I could tell that the human pilot had to reorient himself after encounters, while the AI never needed to waste time grasping the situation and was able to take advantage immediately, every time.
Or introduce noise into the simulated state to reproduce real world sensor capabilities.
The inability to change and adapt to new technologies plagues the US airforce and navy. Resulting in both of them being completely miss-equipped for what any war that doesn't involve fighting impoverished herdspeople would look like today. Only a fraction of both's budget is spent on systems that are actually good at anything other than showboating and being profit centers for mil-contractors. The majority of their budgets are captured by outdated manmetal (surface ships/pilot'd aircraft) most of which would be expended very quickly if a conflict ever did break out.

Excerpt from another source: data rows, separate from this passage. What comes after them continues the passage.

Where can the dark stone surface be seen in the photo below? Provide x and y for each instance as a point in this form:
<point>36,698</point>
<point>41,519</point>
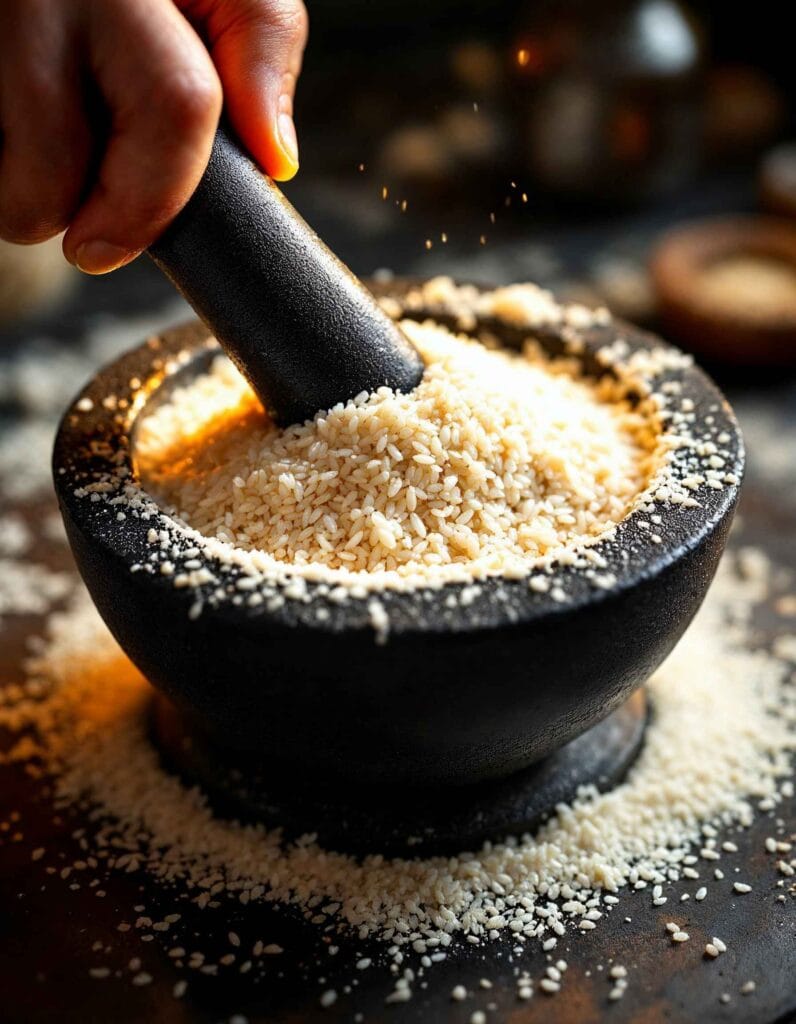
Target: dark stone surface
<point>403,820</point>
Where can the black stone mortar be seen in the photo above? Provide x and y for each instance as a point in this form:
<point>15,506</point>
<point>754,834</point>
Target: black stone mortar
<point>306,720</point>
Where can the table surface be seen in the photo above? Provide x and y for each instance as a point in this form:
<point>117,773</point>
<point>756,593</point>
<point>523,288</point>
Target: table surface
<point>49,934</point>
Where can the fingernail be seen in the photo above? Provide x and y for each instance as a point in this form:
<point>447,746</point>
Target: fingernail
<point>100,257</point>
<point>287,134</point>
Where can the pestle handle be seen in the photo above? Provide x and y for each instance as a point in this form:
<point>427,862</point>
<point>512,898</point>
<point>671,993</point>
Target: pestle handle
<point>303,331</point>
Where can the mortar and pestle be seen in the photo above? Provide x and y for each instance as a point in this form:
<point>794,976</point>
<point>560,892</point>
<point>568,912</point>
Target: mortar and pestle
<point>473,720</point>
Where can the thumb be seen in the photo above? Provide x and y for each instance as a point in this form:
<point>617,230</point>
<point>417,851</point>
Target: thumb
<point>256,46</point>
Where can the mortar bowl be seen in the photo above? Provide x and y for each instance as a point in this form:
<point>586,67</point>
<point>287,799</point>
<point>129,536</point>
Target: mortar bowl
<point>460,691</point>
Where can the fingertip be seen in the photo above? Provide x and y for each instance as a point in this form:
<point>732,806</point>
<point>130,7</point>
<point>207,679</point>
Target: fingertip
<point>96,256</point>
<point>276,157</point>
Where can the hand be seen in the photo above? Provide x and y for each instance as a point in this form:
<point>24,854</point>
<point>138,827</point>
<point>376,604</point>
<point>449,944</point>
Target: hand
<point>108,111</point>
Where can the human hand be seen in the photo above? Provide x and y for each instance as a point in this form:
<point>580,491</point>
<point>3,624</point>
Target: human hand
<point>109,108</point>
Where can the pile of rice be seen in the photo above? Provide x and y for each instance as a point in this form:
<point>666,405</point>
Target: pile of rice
<point>494,461</point>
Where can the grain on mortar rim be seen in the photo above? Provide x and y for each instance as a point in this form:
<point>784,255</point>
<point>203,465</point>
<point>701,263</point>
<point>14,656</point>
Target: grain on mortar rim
<point>685,470</point>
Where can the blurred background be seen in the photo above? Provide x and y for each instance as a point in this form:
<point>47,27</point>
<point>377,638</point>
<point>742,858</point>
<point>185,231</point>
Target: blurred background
<point>557,141</point>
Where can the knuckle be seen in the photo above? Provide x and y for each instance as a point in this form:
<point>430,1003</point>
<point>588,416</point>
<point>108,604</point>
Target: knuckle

God forbid we ever have another conventional war but if we do you can look forward to having a couple dozen hypersonic glide vehicles (costing pennies on the dollar) sinking entire carrier groups in minutes. Swarms of drones just flying past over-priced f-35's, letting them expend all their munitions (which probably cost more than the drones), and still making it to hit their intended targets.

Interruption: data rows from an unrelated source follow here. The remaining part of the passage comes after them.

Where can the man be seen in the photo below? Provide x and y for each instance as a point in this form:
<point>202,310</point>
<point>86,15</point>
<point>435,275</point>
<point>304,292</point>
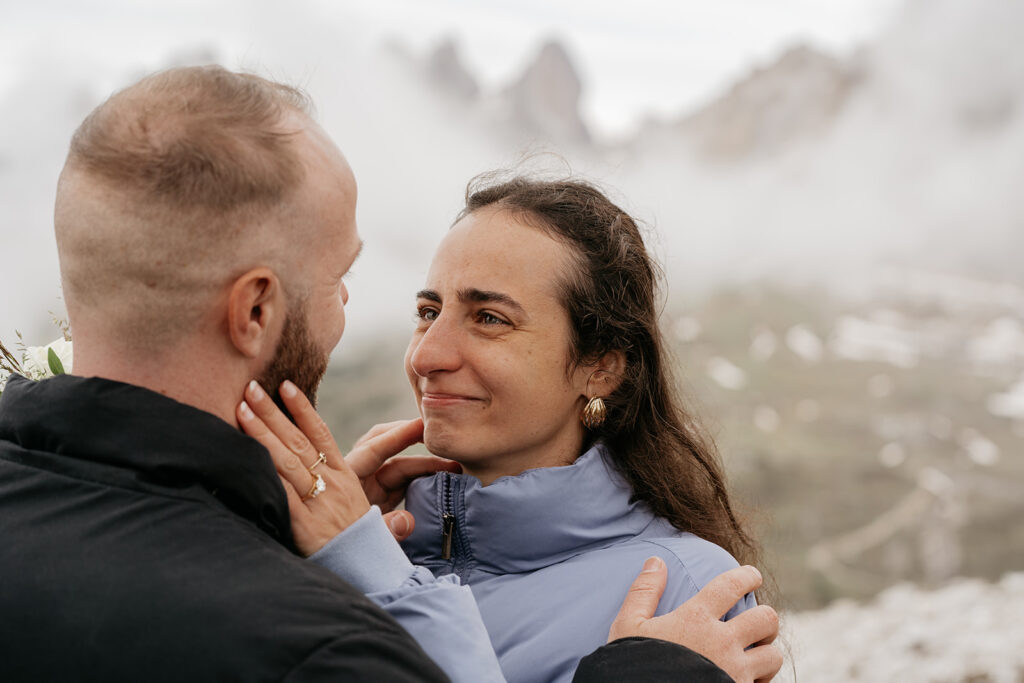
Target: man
<point>204,223</point>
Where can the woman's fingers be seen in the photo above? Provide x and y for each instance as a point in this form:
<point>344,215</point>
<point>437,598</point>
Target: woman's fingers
<point>641,601</point>
<point>311,425</point>
<point>288,464</point>
<point>368,458</point>
<point>289,434</point>
<point>757,626</point>
<point>401,523</point>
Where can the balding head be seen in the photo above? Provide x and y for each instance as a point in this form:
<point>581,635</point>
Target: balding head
<point>174,186</point>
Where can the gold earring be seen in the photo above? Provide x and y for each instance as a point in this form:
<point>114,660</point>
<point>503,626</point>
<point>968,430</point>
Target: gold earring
<point>594,414</point>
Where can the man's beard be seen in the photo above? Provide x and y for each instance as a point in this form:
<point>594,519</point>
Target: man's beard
<point>296,358</point>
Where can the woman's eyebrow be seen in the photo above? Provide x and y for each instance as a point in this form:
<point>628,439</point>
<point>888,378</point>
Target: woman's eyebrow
<point>483,296</point>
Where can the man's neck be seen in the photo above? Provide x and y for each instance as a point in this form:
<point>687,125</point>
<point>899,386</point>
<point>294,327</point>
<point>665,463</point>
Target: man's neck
<point>187,378</point>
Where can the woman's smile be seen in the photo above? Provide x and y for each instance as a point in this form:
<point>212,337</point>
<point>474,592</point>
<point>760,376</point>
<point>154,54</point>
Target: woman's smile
<point>438,400</point>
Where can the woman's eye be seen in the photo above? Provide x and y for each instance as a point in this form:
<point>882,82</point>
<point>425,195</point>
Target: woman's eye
<point>489,318</point>
<point>426,313</point>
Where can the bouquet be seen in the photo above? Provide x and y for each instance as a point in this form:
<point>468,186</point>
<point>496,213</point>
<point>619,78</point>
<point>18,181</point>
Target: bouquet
<point>37,363</point>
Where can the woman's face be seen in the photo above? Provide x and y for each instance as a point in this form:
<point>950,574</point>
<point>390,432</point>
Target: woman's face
<point>488,360</point>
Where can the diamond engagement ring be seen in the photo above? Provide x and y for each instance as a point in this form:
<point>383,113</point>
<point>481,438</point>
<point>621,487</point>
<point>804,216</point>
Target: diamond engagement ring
<point>320,461</point>
<point>318,487</point>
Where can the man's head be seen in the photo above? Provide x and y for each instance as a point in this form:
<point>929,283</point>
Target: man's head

But the US navy's still got some kinda ok submarines so they got that going for them, the airforce.... idk I guess they can keep talking about "stealth" (fancy paint) and how its effective at avoiding detection from the underfunded military's of 3rd world dictators.
Until it becomes completely accepted that flying robots kill human beings every other day... oh but wait. Already the case, never mind. It is okay I guess, as long as you are born in the country equipped with it.
I had an interview with Improbable in London, the CEO of their "Defense" research arm is a complete nutjob without any care for ethics or forward-thinking into the risk of what he is building. And that's a tech startup, I can't even imagine what's the mindset in the R&D labs of the old-school defence industry. Probably ridiculously entitled and self-congratulatory.
What I think I am looking for is a short Dungeons and Dragons style combat set of rules, and a blog post walking you through the issues.
I mean something like "Jet fighter A: can fire missile X with 50% chance of hitting other jet at range 200mi"
I remember a couple months ago, a video explaining the physics of a submarine being blown up showed up here. That was the first time I learned that a strategy for submarine warfare was to target an explosion under the center of the enemy sub, causing the water to rush up and creating a pressure differential that would crack the sub. Does that mean that is how sub warfare is done now? Or if that's the standard attack vector? Or that sub warfare would even be done with torpedoes now? No. The general public, and probably people not actively in the military with top secret clearance, only get bits and pieces of modern warfare strategy.
Edit: When I said the military might have those specs under lock and key, I meant my understanding is that the military is extremely compartmentalized and, aside from the highest ranking generals, there is almost no data aggregation on the details of what is capable.